Saturday, April 21, 2007

Perils of Wal-Mart

There has been lots of press of late in Austin about the neighborhood opposition to the Wal-Mart project at the site of the old Northcross Mall. Elegant renderings of native limestone buildings surrounded by native Texas plants have been presented by the Bentonville set. In their defense, they 'voluntarily' made changes. And no tire shop either. And they might not be open all night and will (somehow) keep their big semi delivery trucks off the neighborhood streets. Opponents counter about the parking garage, traffic and their vision for a mixed-use development on the property. I suspect that WalMart will win. They already have approval, after all.

But today I was in Brownwood. My husband picked up a Brownwood paper and found the police blotter cluttered with Wal-Mart crime. Is that because nothing else is open in the wee hours when everyone but Wal-Mart employees, shift workers, criminals and drunks are asleep? Anyway, in Brownwood I doubt their was a protest of the Wal-Mart perched on the highway amid the chains and dollar stores.

But these police reports were funny and make a case for not having Wal-Mart in your neighborhood. One guy objected to an ID check for his smokes purchase and verbally and physically abused customers and employees and employees and police gave chase to the Dollar Store. (This guy struck a jailer with a shoe hurled from his foot after arrested. There you go.)

"In unrelated incidents" (don't you love that?): an officer responded to a disturbance at (you guessed it) Wal-Mart where a guy who was eating donuts, candy bars and beef jerky in the store told the cop he was "chillin' dawg." And then another officer responded to Wal-Mart where a woman was stealing laxatives and her companion sunglasses. The man was cited for theft! But there's more! Another officer was dispatched to (yep) Wal-Mart because a guy took a cooler into the store and tried to put a 30-pack of beer (I never heard of a 30-pack of beer!) in it.
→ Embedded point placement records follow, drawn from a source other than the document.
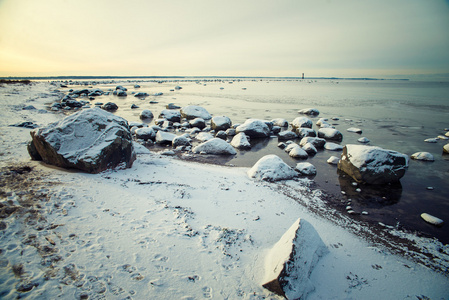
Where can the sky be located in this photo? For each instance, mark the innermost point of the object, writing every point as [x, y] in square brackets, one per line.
[321, 38]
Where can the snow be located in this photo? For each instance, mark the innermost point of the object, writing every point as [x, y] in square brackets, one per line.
[169, 229]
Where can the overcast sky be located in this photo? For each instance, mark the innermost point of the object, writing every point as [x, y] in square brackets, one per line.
[234, 38]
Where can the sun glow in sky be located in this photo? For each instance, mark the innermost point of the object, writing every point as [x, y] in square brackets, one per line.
[234, 38]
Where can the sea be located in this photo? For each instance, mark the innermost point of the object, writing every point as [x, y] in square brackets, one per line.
[397, 115]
So, yeah. Wal-Mart. Crime wave. Whatever.

Wednesday, April 18, 2007

Bad Connection

That's what my Dad's cell phone looks like. [Although maybe there is no picture there. Suddenly for my blogs the pictures don't show up.] Anyway, my Dad's cell phone. He never uses it. But we share minutes and he has it if he really needs it. And happens to be carrying it. So it goes. (Not to get all Kurt Vonnegut on you.)

Anyway, a few weeks ago I started noticing on my phone (which I talked about here) that I was getting missed calls from, I think, an 866 number. I didn't think anything about it. No messages were left.

Then one day I happened to be paying attention to my phone when it vibrated and I answered it and it was this 866 number (I think, something like that) and it was someone with a hard-to-understand accent trying to hard sell me a new phone. And a new plan, of course. Not only was the person hard to understand because of an accent but the connection was bad. And, usually, my connection is crystal clear. In any case, I told them I didn't want a new phone or plan.

But the calls kept coming. Different accents. Always a scratchy connection even though my other calls remain crystal clear. Finally I got one with a hard-to-understand accent and this real pushy attitude. "The new phone we are GOING to give you has a NEW plan." Still a poor connection exacerbating the accent.

"I haven't agreed to a new phone or plan. I'm happy with my phone except for you people calling on it and bugging me about a new phone or plan."

"We can put that in our records," she said. I think anyway.

"Yes, please do."

Isn't it funny that these are the only calls that sound like they are coming from Mars via India? And they are from my cell phone company trying to sell me something.